I keep thinking back to a television episode I watched as a kid in which a group of colonists stranded on another planet were forced to repair and reuse everything in order to survive. When the relief ship arrived to haul everyone back to earth the primary mister fixit urged everyone to stay behind, as his importance within the community would essentially evaporate once repairs were no longer crucial to survival. He elected to stay behind and everyone else boarded the return ship; it was not until they were riding atop the trailing flame of their rockets that he changed his mind, too late.
We've gone from largely hand built constructions that demand great skill to achieve precision to hand assembled constructions built from premanufactured components to altogether premanufactured constructions. Unrepairable in the climate of replacement, each generation relaxing the criteria of skill needed to maintain operation.
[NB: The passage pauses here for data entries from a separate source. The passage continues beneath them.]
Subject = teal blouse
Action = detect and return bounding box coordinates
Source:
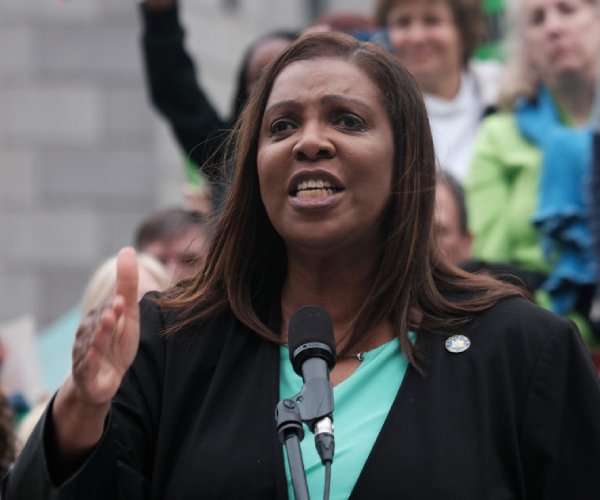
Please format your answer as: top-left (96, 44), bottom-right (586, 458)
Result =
top-left (279, 338), bottom-right (407, 499)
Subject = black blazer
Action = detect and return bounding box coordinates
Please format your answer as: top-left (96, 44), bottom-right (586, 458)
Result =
top-left (5, 296), bottom-right (600, 499)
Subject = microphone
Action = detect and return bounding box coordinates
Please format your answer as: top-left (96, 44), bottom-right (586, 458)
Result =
top-left (287, 306), bottom-right (336, 465)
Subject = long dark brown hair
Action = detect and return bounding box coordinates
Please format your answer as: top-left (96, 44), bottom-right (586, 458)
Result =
top-left (159, 32), bottom-right (525, 369)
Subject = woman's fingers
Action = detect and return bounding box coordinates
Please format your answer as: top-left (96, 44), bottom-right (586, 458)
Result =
top-left (72, 305), bottom-right (118, 395)
top-left (73, 303), bottom-right (113, 368)
top-left (113, 247), bottom-right (141, 369)
top-left (116, 247), bottom-right (139, 319)
top-left (89, 307), bottom-right (116, 361)
top-left (68, 247), bottom-right (141, 405)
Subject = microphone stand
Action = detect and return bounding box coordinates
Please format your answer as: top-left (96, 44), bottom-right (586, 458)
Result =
top-left (278, 307), bottom-right (336, 500)
top-left (276, 398), bottom-right (310, 500)
top-left (276, 369), bottom-right (335, 500)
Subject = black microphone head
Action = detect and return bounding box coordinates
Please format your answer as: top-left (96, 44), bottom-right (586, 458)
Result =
top-left (288, 305), bottom-right (336, 375)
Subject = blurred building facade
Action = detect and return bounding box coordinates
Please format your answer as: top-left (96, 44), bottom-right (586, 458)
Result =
top-left (0, 0), bottom-right (370, 328)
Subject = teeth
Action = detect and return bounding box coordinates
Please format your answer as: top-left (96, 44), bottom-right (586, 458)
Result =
top-left (296, 179), bottom-right (335, 192)
top-left (297, 188), bottom-right (335, 199)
Having largely abandoned constructions built by hand, our remaining frontiers are burdened with the inclusion of heavy industry. Furthermore, disposable culture has tied industry up with the regurgitation of every day objects that could be scratch built or at the very least repaired and maintained from existing stockpiles. A purist will point out that these objects (such as audio amplifiers, engines, computing and communications machines) could be eliminated completely, without negating survival, personal strength or evolution. This, however, places demands upon the masses to shoulder a burden that has thus far been alleviated through the seeming perpetual output of industry.
Of course, it was pointed out some time ago that for every action there is an equal and opposite reaction. Unless something is cyclical and self contained, perpetuation is highly improbable. Which brings me to the root motivation I have for my fascination of repair and with archaic technology in general.
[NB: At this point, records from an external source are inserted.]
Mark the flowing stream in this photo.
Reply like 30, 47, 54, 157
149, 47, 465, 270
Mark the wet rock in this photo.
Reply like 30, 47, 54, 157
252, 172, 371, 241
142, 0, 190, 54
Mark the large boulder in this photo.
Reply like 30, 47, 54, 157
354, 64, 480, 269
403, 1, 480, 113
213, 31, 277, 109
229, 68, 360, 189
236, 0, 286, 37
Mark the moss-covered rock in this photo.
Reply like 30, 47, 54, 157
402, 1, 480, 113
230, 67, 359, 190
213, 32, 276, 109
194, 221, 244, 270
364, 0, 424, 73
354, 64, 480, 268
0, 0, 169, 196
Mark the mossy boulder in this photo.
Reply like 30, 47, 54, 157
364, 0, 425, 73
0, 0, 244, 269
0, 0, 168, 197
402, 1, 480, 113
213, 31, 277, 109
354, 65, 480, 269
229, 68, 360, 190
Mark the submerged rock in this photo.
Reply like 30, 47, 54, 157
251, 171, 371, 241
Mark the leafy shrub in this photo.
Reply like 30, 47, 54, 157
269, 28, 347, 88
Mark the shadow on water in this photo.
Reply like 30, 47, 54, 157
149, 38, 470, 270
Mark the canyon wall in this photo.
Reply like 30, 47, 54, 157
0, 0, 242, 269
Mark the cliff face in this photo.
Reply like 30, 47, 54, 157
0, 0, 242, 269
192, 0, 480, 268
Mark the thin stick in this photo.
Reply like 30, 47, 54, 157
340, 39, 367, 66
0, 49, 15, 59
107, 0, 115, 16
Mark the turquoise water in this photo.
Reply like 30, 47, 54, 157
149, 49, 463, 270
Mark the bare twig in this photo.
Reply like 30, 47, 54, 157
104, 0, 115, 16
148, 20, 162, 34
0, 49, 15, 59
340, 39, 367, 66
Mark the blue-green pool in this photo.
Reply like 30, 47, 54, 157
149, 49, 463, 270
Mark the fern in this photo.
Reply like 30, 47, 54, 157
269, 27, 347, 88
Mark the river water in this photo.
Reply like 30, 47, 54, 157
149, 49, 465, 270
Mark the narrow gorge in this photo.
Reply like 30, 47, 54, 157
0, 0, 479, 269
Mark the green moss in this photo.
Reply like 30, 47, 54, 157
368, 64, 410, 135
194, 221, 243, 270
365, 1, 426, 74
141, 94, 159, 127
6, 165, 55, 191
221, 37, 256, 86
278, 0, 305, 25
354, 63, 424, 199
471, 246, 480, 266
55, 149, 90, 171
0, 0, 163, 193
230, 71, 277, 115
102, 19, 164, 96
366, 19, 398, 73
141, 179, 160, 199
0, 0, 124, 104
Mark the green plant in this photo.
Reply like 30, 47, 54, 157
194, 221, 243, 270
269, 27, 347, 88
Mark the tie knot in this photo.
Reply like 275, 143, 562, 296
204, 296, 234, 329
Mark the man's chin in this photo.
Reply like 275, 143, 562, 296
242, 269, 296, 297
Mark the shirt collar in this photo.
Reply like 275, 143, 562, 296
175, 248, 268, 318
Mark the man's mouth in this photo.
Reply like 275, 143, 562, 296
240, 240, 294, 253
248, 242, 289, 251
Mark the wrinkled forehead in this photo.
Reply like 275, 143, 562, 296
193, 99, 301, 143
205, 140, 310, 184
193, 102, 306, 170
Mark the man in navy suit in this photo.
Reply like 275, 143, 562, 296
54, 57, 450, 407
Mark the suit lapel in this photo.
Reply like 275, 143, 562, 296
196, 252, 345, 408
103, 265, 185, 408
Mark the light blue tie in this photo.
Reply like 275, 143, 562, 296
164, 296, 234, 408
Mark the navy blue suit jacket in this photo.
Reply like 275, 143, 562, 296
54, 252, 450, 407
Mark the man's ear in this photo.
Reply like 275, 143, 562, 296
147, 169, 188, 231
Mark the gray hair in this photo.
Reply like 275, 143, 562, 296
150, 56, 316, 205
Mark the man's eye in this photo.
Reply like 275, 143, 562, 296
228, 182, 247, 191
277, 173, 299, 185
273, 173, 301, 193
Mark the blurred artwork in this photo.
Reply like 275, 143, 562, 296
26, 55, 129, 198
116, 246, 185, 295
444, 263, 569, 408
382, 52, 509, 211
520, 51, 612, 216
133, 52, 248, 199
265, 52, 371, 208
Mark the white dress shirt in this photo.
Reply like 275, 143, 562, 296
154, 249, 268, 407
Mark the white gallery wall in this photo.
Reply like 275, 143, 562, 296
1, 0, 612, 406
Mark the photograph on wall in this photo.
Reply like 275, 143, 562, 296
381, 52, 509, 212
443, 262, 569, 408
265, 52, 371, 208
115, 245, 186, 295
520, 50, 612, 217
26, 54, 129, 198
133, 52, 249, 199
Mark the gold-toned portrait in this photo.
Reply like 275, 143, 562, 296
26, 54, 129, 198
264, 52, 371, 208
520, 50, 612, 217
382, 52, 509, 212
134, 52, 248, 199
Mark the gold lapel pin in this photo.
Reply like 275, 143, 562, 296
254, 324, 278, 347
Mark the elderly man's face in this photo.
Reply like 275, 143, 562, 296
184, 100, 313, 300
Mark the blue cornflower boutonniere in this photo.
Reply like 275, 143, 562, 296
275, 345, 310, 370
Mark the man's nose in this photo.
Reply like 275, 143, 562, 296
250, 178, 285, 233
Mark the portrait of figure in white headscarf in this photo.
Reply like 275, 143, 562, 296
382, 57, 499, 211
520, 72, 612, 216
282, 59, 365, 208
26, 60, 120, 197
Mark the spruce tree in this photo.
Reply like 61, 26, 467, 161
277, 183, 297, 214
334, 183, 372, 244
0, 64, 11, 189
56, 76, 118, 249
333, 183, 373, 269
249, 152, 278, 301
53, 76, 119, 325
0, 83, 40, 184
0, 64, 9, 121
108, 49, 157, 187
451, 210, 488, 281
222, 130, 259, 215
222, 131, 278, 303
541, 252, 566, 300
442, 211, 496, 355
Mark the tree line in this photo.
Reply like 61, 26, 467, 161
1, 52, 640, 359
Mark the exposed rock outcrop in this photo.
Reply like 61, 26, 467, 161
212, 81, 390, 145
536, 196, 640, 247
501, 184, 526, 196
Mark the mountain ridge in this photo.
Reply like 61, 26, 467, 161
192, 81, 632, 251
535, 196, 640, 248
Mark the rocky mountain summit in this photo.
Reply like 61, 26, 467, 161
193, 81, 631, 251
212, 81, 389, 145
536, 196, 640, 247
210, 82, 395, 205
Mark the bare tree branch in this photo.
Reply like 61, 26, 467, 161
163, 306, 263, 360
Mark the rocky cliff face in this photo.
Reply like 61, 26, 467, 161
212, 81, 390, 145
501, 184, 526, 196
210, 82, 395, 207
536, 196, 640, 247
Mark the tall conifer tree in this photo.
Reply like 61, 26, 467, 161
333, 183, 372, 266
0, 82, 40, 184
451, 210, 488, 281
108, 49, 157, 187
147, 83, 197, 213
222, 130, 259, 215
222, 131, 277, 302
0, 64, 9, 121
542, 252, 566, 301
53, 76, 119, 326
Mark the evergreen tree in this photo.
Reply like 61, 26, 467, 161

Early technology is built upon human endeavor, it is attainable with simple tools. You and I can build this. Easily understood, should we work at understanding it. The fixation with application often overlooks fundamental construction. The construction that civilization has implemented to shore up its ever reaching (though largely directionless) plateau has become many generations removed from human creation. Hopefully if we awake one day to find ourselves on a depleted plain with limited tools and resources, we'll retain enough know how to forge survival.